In either case, to make a long story short, I'm trying to find the best way to put a set of coordinates onto a Rubik's Cube, so that it needs to be solved in order to get the coordinates. Those familiar with Geocaching will know what I'm talking about. Otherwise, if you're not familiar, I basically have two strings of characters, each one being 10 characters long ideally (ie: "N49_51.327"). I can pare that down to 9 by removing the space, which I've done below in a few test attempts:







I've concluded that having the strings of characters down the middle rows is bad, since you get the middle-square rotation which could be an issue, and they don't need to solve any corners. Going along two edge rows forces a full solve, but I was hoping to cross over all colours of the cube... which doesn't work well when trying to stop things from intersecting eachother.

I suppose I could remove the dot as well, and strip it down to 8 characters. I need the letter at the beginning however, so 8 is the shortest I would be willing to go. Can anyone think of any better way of arranging the strings of characters over the cube?


tldr: See picture. Got two equal-length lines of 10, 9, or 8 characters each that I need on a cube without them intersecting. Best suggestions that require a full solve?


----------



## hawkmp4 (Aug 6, 2010)

Well, if you want to use all 6 faces, you could put 3 letters on four faces, 4 on two of them. 

The way to do the messages so that they don't intersect is to, on a standard color scheme cube, put one string on the yellow, green, and white faces (and running in that direction) and the other string on the orange, blue, and red faces, again, running in that direction. The orientation of the letters then will distinguish the two strings.


----------



## jiggy (Aug 6, 2010)

This is an interesting idea, but I feel the need to point out that anyone familiar with a Rubik's cube colour scheme could probably figure out the sequence without solving the cube, but just by know where each of the cubies belong.
Having said that, anyone that familiar with a cube could probably solve one quickly enough, so the point is fairly moot.

Using the Rubik's cube as an encryption tool...nice! (If a bit unsecure! =P)


----------



## Kabuthunk (Aug 7, 2010)

Yeah, I figured it's possible someone could just take a picture of all the faces and then kinda... put it together at home in that manner. Although at that point, it'd almost be faster to just solve it, or failing that go back with someone who can .

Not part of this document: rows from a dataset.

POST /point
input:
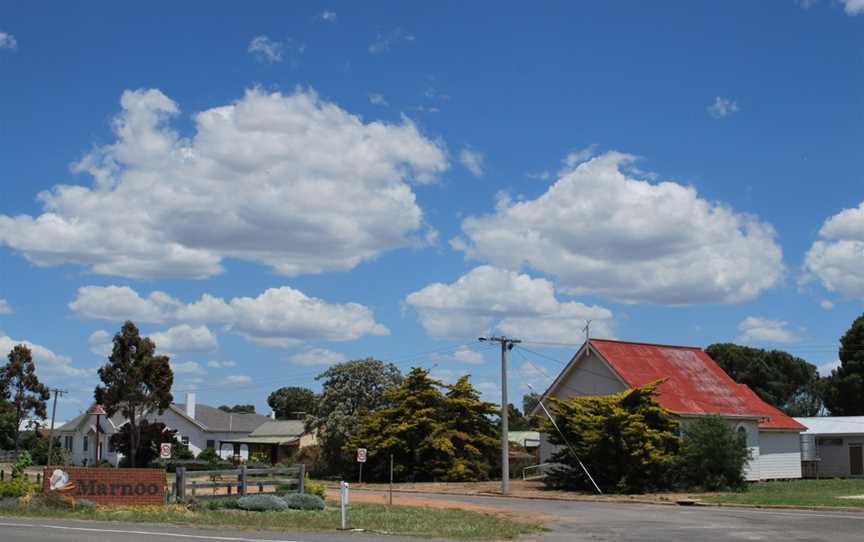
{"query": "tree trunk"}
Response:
(18, 417)
(133, 439)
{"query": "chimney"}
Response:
(190, 405)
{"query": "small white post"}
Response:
(343, 501)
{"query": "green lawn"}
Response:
(796, 493)
(403, 520)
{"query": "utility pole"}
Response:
(51, 431)
(506, 346)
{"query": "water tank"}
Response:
(808, 447)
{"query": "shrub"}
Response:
(314, 488)
(229, 503)
(303, 501)
(262, 503)
(627, 439)
(312, 457)
(9, 503)
(713, 455)
(24, 461)
(209, 455)
(84, 504)
(16, 487)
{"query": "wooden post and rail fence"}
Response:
(235, 482)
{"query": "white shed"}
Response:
(833, 446)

I haven't had a chance to try out any other configurations yet due to being busy, but I'll let you know what I come up with in case anyone wants to use the idea for their own devices.


----------



## musicninja17 (Aug 8, 2010)

i've been working on a schematic on my ideas of how to build something around a modded cube that acts like a lock, where you have to solve the cube as one step of opening it.


----------



## Zubon (Aug 11, 2010)

musicninja17 said:


> i've been working on a schematic on my ideas of how to build something around a modded cube that acts like a lock, where you have to solve the cube as one step of opening it.

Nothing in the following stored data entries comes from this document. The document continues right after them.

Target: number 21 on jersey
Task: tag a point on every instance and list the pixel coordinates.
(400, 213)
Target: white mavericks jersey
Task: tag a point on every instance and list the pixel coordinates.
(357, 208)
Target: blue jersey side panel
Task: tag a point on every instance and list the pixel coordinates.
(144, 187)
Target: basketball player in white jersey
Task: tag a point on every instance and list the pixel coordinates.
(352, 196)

This has already been done with the 3x3 and pyraminx by Oskar Van Deventer.


----------



## musicninja17 (Aug 11, 2010)

Zubon said:


> musicninja17 said:
> 
> 
> > i've been working on a schematic on my ideas of how to build something around a modded cube that acts like a lock, where you have to solve the cube as one step of opening it.
> ...



Not in that sense  Yes i've seen Oskar's stuff, it's so inspirational.
But my ideas lie with thinking outside the box.


----------